Code is inspired from https://github.com/victorsteven/jwt-best-practices but contains lots of changes.
Implementation is inspired from these articles:
- https://auth0.com/blog/refresh-tokens-what-are-they-and-when-to-use-them/
- https://medium.com/monstar-lab-bangladesh-engineering/jwt-auth-in-go-part-2-refresh-tokens-d334777ca8a0
- https://indepth.dev/posts/1382/localstorage-vs-cookies
- https://learn.vonage.com/blog/2020/03/13/using-jwt-for-authentication-in-a-golang-application-dr/
JWT is nice to use, but can be tricky when you start to improve security using this kind of tokens. We should not generate Tokens and store JWT tokens in the local storage. It can be used by malicious JS loaded on the page. And it cannot be revoked, unless revoking everyone by changing the secret.

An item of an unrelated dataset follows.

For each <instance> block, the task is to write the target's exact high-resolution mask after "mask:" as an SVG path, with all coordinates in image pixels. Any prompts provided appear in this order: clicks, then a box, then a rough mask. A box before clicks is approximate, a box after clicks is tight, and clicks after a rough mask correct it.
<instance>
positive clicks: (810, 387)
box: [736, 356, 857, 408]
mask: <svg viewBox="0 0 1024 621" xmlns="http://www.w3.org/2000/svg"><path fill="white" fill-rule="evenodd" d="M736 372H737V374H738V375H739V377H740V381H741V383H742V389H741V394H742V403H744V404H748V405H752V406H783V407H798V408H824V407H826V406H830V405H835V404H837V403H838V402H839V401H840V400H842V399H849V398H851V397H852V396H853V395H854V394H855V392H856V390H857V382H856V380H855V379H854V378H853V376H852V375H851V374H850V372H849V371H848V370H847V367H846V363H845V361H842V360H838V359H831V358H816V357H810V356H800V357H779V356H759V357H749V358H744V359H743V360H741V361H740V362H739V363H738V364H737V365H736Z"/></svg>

Instead, we create a pair of tokens at /login: the access token and the refresh token.
The access token is short-lived (e.g. 15 minutes), whether the refresh token is mean-lived (e.g. 1 week).
The access token will be stored in JS memory, whereas the refresh token will be stored in a HttpOnly Cookie (protection against XSS attacks).
The access token is passed through a classic Authorization Bearer on every protected route. As access token is short-lived, user would be disconnected after only 15min ! Here comes the Refresh token. When a protected route responds with a 401, we can call the /refresh route (with refresh access cookie), and the server will return new valid access and refresh tokens.
This can be used to call the protected route. With JS, this can be transparent to the user.
When the refresh token has expired, the /refresh will also return a 401. It means the user has to login again.
In the implementation, tokens are stored in a fast access key-value database with TTL and authentication process uses it to check if it's valid. Tokens are stored with a TTL, so when the token disappears, it means it has expired. With this system, we can revoke refresh/access tokens if needed by deleting keys in the store. If our master secret is compromised, we can delete all keys and change the secret as well.
The /logout route removes access+refresh tokens from our database, invalidating the current session. As the refresh tokens is in a cookie, it's shared on a given browser. So it will logout the user for the current browser only. They will still be connected in other browsers
The /logout-all-devices route removes all tokens of the connected user, so they will have to authenticate again in all their devices.